BenchmarkTools.Trial: 15 samples with 1 evaluation.
 Range (min … max):  296.434 ms … 395.980 ms  ┊ GC (min … max): 4.00% … 6.71%
 Time  (median):     348.685 ms               ┊ GC (median):    7.62%
 Time  (mean ± σ):   348.192 ms ±  27.163 ms  ┊ GC (mean ± σ):  7.51% ± 1.09%
  ▁       ▁        █   ▁     ▁   ▁▁▁▁          ▁▁▁ ▁          ▁  
  █▁▁▁▁▁▁▁█▁▁▁▁▁▁▁▁█▁▁▁█▁▁▁▁▁█▁▁▁████▁▁▁▁▁▁▁▁▁▁███▁█▁▁▁▁▁▁▁▁▁▁█ ▁
  296 ms           Histogram: frequency by time          396 ms <
 Memory estimate: 393.12 MiB, allocs estimate: 18.

Method 2

# preallocation
XtWt = Matrix{Float64}(undef, p, n)
XtX = Matrix{Float64}(undef, p, p)
Xty = Vector{Float64}(undef, p)

using InplaceOps

function inplaceWLS(X, y, w, XtWt, XtX, Xty)
    # XtWt = X' * W
    @! XtWt = transpose(X) * Diagonal(w);
    # XtX = X' * W * X
    @! XtX = XtWt * X
    # Xty = X' * W * z
    @! Xty = XtWt * y
    # Cholesky on XtX
    LAPACK.potrf!('U', XtX)
    # Two triangular solves to solve (XtX) \ (Xty)
    BLAS.trsv!('U', 'T', 'N', XtX, Xty)
    BLAS.trsv!('U', 'N', 'N', XtX, Xty)
end

Benchmark Method 2

First check correctness of Method 2

res2 = inplaceWLS(X, y, w, XtWt, XtX, Xty)
norm(res2 - res1)

2.7405547252184867e-16

bm2 = @benchmark inplaceWLS($X, $y, $w, $XtWt, $XtX, $Xty)
bm2

BenchmarkTools.Trial: 1919 samples with 1 evaluation.
 Range (min … max):  2.100 ms …   4.082 ms  ┊ GC (min … max): 0.00% … 0.00%
 Time  (median):     2.390 ms               ┊ GC (median):    0.00%
 Time  (mean ± σ):   2.592 ms ± 386.829 μs  ┊ GC (mean ± σ):  0.00% ± 0.00%
            ▆█▁                                                
  ▂▂▃▄▅▇▅▄▃▇███▅▄▃▃▂▂▂▂▂▂▁▁▁▁▁▁▂▁▂▂▂▂▂▂▂▃▂▃▃▃▃▃▃▂▂▂▂▃▂▂▂▂▂▂▁▂ ▂
  2.1 ms          Histogram: frequency by time        3.49 ms <
 Memory estimate: 0 bytes, allocs estimate: 0.

Course goals (cont’d)

“Do not reinvent the wheel” mind: if existing software tools readily solve the problem, then use it.
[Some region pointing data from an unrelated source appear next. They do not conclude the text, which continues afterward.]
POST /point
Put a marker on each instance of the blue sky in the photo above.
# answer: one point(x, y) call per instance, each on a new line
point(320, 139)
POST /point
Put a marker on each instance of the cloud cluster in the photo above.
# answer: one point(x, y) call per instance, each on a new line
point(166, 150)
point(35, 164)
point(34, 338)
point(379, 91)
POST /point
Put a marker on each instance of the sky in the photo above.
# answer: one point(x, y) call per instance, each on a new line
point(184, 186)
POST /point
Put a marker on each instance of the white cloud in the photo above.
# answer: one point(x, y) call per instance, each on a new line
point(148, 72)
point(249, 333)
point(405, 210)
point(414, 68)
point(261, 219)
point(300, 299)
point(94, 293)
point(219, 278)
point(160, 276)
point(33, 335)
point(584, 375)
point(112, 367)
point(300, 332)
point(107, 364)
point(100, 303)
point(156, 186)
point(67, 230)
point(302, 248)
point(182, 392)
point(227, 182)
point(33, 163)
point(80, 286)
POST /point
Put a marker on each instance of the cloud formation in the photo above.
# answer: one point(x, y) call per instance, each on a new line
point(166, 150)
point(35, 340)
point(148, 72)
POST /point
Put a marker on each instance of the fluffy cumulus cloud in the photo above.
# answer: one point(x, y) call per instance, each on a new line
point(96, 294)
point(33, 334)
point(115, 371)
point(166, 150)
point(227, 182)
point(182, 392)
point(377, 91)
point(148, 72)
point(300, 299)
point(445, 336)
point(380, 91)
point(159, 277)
But be aware the inner workings.
- Least squares: inplaceWLS(). Will it work for a sample of \(n=10^7\) and \(p=10^9\)?
- Optimization: recognize major classes of optimization problems and choose an appropriate solver. Will it work for a sample of \(n=10^5\) and \(p=10^6\)?

Course logistics

Course webpage: https://won-j.github.io/M1300_000200-2023fall/.
Syllabus.
Check the Schedule and Announcements sections frequently.
Jupyter notebooks will be posted before each lecture.